Miki’s POV…………………………..
I swear, I am the nicest damn person on the face of this ******** up earth!
Here I am, crawling through an air vent, Mokuba and Kaiba behind me, Kaiba muttering a couple of swears under his breath. Mokuba just sighing ever couple of minutes. And I swear there are bugs crawling around in this thing, not small little ants, but big roaches!
Think happy thoughts, think happy thoughts.
Does burning this place down along with all its damn bugs count as happy? Whatever.
“Yes! Cooking! Let’s go!” I heard Anzu’s voice shriek from directly below us.
Huh, looks like my wish will come true.
Wait…oh God…we’re all goanna ********’ die!

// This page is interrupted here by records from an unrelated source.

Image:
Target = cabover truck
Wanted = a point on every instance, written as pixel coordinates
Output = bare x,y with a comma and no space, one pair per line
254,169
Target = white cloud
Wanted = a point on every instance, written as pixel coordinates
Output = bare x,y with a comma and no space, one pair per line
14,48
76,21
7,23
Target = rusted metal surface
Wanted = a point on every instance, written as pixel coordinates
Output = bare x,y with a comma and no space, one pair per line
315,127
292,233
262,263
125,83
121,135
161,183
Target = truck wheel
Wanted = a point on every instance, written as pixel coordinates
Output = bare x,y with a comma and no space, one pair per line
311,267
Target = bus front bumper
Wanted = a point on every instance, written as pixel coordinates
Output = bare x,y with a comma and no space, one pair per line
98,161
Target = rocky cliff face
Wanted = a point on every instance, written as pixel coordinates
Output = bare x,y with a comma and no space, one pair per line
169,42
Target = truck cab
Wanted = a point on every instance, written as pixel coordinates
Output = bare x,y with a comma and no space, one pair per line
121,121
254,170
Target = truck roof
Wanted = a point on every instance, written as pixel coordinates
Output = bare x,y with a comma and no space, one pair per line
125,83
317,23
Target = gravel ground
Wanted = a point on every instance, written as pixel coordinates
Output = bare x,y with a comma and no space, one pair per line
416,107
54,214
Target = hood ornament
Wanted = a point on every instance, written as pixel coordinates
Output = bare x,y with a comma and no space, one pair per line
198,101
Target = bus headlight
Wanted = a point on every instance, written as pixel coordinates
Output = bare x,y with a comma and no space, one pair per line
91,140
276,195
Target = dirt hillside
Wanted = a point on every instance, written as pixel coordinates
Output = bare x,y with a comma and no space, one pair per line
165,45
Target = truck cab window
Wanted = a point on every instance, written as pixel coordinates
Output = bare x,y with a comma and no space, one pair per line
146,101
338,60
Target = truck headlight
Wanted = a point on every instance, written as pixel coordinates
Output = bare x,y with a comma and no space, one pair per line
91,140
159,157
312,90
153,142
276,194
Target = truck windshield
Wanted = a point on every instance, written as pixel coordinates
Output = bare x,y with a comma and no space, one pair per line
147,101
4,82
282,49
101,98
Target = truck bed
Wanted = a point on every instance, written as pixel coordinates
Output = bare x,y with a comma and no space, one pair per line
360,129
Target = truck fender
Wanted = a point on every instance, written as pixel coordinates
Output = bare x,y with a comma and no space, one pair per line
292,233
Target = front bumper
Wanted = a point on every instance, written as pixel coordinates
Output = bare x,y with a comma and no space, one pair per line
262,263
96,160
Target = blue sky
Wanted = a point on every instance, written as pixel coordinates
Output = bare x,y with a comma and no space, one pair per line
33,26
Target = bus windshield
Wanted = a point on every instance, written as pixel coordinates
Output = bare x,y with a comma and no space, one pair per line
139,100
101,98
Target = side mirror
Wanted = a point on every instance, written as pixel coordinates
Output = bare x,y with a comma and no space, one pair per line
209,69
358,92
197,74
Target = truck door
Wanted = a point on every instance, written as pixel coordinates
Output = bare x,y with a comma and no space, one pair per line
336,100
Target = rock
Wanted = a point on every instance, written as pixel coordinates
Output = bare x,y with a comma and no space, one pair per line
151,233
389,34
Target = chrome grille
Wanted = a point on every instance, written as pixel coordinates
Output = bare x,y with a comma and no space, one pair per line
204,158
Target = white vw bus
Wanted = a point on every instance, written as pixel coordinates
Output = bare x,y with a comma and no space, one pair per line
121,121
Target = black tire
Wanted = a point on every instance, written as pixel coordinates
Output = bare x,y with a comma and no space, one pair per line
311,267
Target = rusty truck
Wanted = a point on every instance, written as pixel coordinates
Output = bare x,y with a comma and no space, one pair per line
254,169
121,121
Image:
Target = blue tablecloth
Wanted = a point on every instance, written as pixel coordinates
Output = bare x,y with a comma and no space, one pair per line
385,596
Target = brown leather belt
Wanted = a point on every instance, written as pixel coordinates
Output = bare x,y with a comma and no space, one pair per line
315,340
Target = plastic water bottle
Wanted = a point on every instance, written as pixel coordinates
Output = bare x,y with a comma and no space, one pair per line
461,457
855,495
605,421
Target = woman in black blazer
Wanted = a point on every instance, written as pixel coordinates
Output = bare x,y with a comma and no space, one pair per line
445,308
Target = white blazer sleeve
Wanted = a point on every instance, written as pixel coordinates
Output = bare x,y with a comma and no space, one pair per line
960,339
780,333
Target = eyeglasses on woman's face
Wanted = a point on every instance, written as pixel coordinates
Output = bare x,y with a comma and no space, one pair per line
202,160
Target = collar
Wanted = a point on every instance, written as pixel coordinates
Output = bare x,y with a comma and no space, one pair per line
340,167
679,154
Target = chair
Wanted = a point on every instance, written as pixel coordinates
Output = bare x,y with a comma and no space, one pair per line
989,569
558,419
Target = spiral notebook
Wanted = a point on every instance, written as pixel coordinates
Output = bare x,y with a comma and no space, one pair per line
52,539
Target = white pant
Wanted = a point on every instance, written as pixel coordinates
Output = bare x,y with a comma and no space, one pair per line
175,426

“s**t!” we all shouted in unison, and began vigorously crawling for our lives down the…air toucan. Yes toucan. Toucan is the thing you say when you can’t think of the right word to say, and I must say, it is a real revelation. And yes, this revelation did start when I was busy eating a bowl of Fruit Loops. (A/N: don’t own ‘em).
I saw a French looking guy in a big white hat and a ladle in his hands instructing Anzu and her date, while gesturing towards the many ingredients in front of them. Many odd looking, (and possibly lethal if cooked in the wrong way), foods and spices, and many sharp object that could easily hack someone’s hand off, all conveniently placed next to a burning hot stove and oven that could very well be our demise.
Again, the word ‘s**t’ comes into play here.